Yesterday, Karen posted about how she’s fine with the use of the singular “they,” as in, “Everyone can decide for themselves.” My initial response to her was, “Of course you know this means war.” (Yes, that phrase comes from where you think it comes from.)
But then today I saw this article about how the Queen’s English Society closed up shop recently. For 40 years, the QES had pushed for the continued use of proper English despite what the group perceived as declining standards. It took the prescriptive approach to grammar—trying to enforce the rules as they should exist, rather than adapting the rules to reflect what was actually happening to the language.
So I started to wonder: when (for example) I continue to insist that “they” is not singular, and I go out of my way to recast phrases such as “Everyone can decide for themselves” to “People can decide for themselves,” does that make me part of the language police? When is it worth fighting, and when is it better to go with the flow?
I don’t have an answer yet. I just wanted to ask the question and see what people thought.
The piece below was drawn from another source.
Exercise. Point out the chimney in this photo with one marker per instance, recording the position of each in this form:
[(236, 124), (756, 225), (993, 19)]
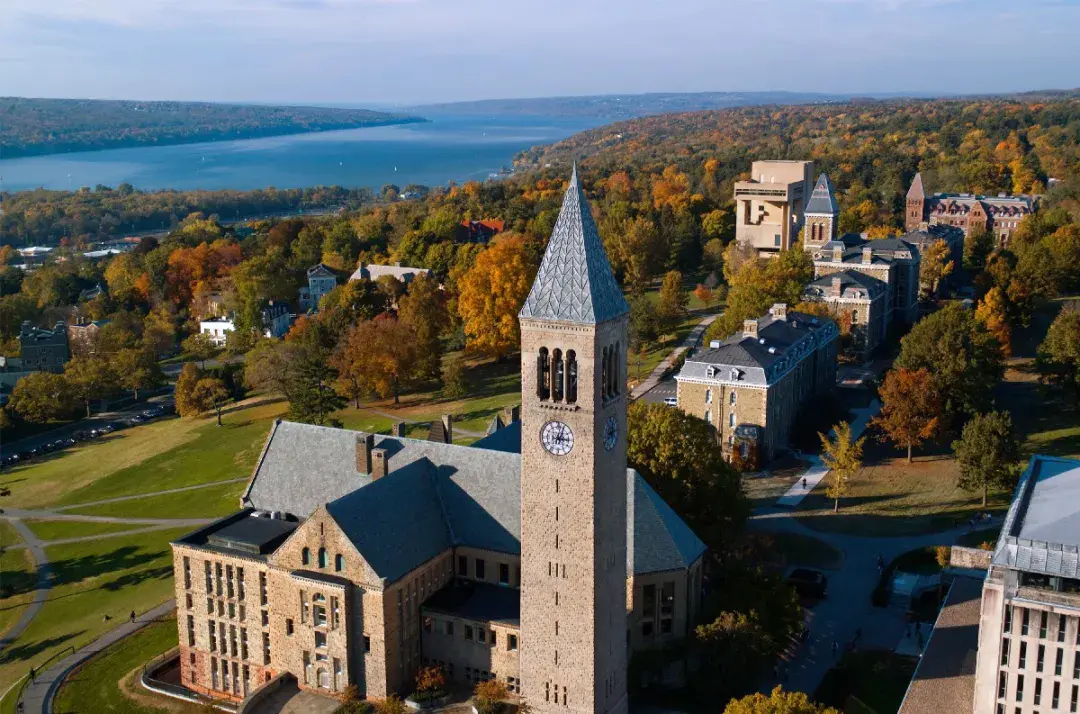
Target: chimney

Also, while looking into the QES, I couldn’t help but notice that the group’s website says nothing about disbanding. In fact, they’ve announced that their next annual meeting will take place in September. So perhaps the QES is not dead yet!
That would be a good thing; if nothing else, their website has a section called “On the Lighter Side” that has some decent language entertainment. For example, check out the Oxford Word Challenge, in which you have to identify a pair of homophones from clues. And then read “A Lesson Learned (the Hard Way),” which dramatizes the terrible things that can happen when you end a sentence with a preposition.